What If Anxiety Isn’t the Enemy? A Gentler Way to Understand What’s Going On Inside
For many people, anxiety feels like a storm that hits out of nowhere. Your heart races. Your thoughts spiral. Your body tenses up. Maybe it feels like everything is too much, or like something bad is about to happen — even when nothing obvious is wrong. If you’ve felt this way, you’re not alone. And more importantly: there’s nothing wrong with you. In fact, what if your anxiety isn’t trying to ruin your day or your life — but is actually trying to protect you?
Anxiety Isn’t Bad — It’s Trying Really Hard to Help
It might sound strange, but anxiety often shows up when some part of us is trying to keep us safe. Maybe it’s worried you’ll be judged, rejected, abandoned, or fail. It may not know the whole story — but it’s reacting fast to anything that might feel dangerous or overwhelming, even if you’re safe in the present moment.
Anxiety isn’t trying to hurt you. It’s trying to help you. But sometimes, it works overtime and doesn’t know when to stop.
So What Does Anxiety Really Want?
Here’s what anxiety is often asking for underneath the surface:
Safety. Emotional or physical — it’s scanning for anything that might go wrong.
Control. It doesn’t like surprises. It wants a plan, a backup plan, and reassurance that everything will be okay.
To be heard. If anxiety feels ignored, it tends to get louder — not because it wants to ruin your day, but because it’s trying to get your attention.
You don’t have to agree with everything your anxiety says — but it does help to listen.
What Can You Do When Anxiety Shows Up?
It might sound counterintuitive, but fighting anxiety or trying to shut it down often makes it stronger. What helps more is gently checking in with yourself.
You can ask:
“What feels hard or scary right now?”
“What might I be trying to avoid or protect myself from?”
“What do I really need in this moment — rest, reassurance, connection, clarity?”
Even a few slow breaths, or putting a hand over your heart, can begin to settle the nervous system. Sometimes anxiety just wants to know you’re there, that you’re listening.
How to Notice Anxiety Before It Peaks
Anxiety rarely shows up without warning — but the signs are often subtle. You might feel:
Restless or wired, even when nothing is happening
Mentally “busy” — planning, checking, overthinking
Avoiding decisions or conversations
Tension in your jaw, chest, stomach, or shoulders
These are your early warning signs. And if you notice them, that’s actually good news — it means you can respond before anxiety takes over.
Try:
Taking a break and stepping outside
Putting your phone down and checking in with your breath
Saying to yourself: “Something in me is feeling overwhelmed — how can I care for myself right now?”

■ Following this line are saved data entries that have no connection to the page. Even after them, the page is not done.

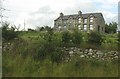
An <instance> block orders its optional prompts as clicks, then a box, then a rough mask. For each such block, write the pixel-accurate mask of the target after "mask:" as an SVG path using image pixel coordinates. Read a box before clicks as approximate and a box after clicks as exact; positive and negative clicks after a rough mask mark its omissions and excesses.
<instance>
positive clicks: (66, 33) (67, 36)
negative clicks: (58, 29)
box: [62, 31, 71, 44]
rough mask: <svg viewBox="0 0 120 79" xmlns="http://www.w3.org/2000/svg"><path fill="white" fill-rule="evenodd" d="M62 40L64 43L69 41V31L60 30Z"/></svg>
mask: <svg viewBox="0 0 120 79" xmlns="http://www.w3.org/2000/svg"><path fill="white" fill-rule="evenodd" d="M62 42H63V43H64V44H67V43H70V42H71V34H70V32H69V31H64V32H62Z"/></svg>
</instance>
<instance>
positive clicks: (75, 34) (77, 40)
mask: <svg viewBox="0 0 120 79" xmlns="http://www.w3.org/2000/svg"><path fill="white" fill-rule="evenodd" d="M72 42H73V43H74V44H81V42H82V33H81V32H80V31H78V30H74V32H73V36H72Z"/></svg>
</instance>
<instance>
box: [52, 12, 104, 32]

Including Loved Ones: You Don’t Have to Go Through This Alone
Anxiety can feel isolating, but you don’t have to carry it by yourself. When you’re in a spiral, it can help to bring someone in — not to fix you, but simply to be with you.
You might say:
“I’m starting to feel anxious and I just need someone close by.”
“I’m not in danger, but my body’s reacting like I am — can you remind me I’m okay?”
“When I get quiet or snappy, it’s usually because I’m overwhelmed, not because I’m upset with you.”
Anxiety softens in safe, calm connection. When someone can stay grounded while you’re spiraling, it helps your nervous system feel less alone and more supported.
Anxiety Needs Compassion, Not Criticism
You don’t need to get rid of anxiety to feel better. You need to learn how to listen to it — kindly, patiently, gently. When you stop fighting it and start understanding it, something powerful happens:
You build trust with yourself.
You learn how to respond instead of react.
You show yourself that you’re safe, even when your body feels shaky.
And maybe, most importantly, you remember: anxiety doesn’t mean you’re broken — it means you’re human. And being human is hard sometimes. But you don’t have to do it alone.
If this resonates with you, therapy can help. Not to “fix” you, but to walk with you as you learn to understand, care for, and soothe the parts of you that feel anxious. You’re allowed to feel better. And it starts with turning toward yourself, not away.